Шокер вмялся в живот. Гадина зашипела от удара – и все. Резиновая она, что ли? У лица мелькнула рука – скрюченные пальцы, длинные когти… У-у-у, тварь… Фикус отпрыгнул назад, полез в карман за ножом…

Не успел. Второй выпад твари – и когти пробороздили по его щеке, почти по тому же месту. По едва поджившим царапинам.

Фикус взвыл. Боль ослепила. Рванулся вперед. Когти полоснули выше, метясь в глаза. Он не почувствовал – ударил, и еще, и еще – кулак уходит в мягкое, под другим что-то трещит (ребра?) – девка хрипит – ага! не любишь!!! А в рожу? Нравится?! Получай!!

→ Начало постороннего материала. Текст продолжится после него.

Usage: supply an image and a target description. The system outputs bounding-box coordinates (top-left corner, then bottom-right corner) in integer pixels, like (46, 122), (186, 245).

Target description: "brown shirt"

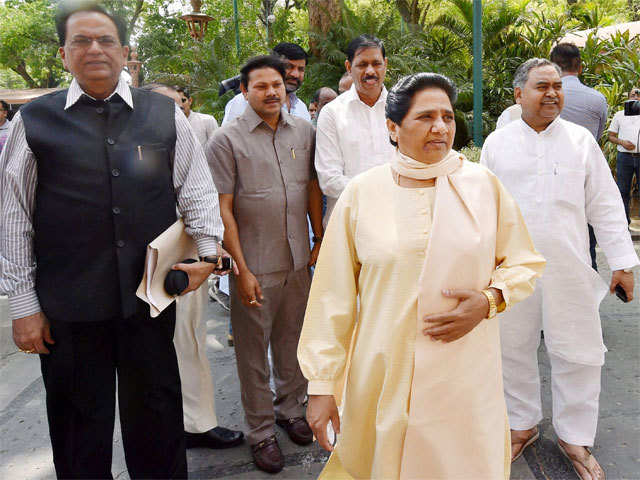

Она прижимается, не дает размахнуться, когти уже не отрываются от его лица, – терзают лоб, щеки, ухо… Кровь заливает глаза. Он орет от боли и вцепляется в поганую харю, пытается выдавить глаз и промахивается. Перчатка мешает, но пальцы Фикуса цепляют за губу, лезут в рот, разрывают щеку. Челюсти смыкаются на его пальцах, и это больней всего, фаланги трещат и крошатся, Фикус рвется из зубов, забыв обо всем – и выдирается, теряя перчатку, а с ней кожу и мясо с пальцев, и… О-у-ё-о-о-о!!!

Нога в белой кроссовке бьет его в пах, и кажется, что там не осталось ничего, все разбито, раздавлено, расплющено в лепешку. Боль оглушает, парализует. Фикус падает на колени, потом на бок. Сучка отступает на полшага, хватает не глядя что-то со стола, и это что-то летит ему в голову…

Мгновения тягуче растягиваются, Фикус видит: переворачиваясь на лету, к нему приближаются маленькие тиски, и думает, что надо поднять руку и отклонить их полет, но руки не слушаются, руки вцепились в пах, и он успевает вспомнить, что собирался медленно-медленно, по пол-оборотика, раздавливать в тисках большие пальцы мокрощелки, только большие, для других он пригото…

Удар. Мир взорвался с ослепляющей вспышкой.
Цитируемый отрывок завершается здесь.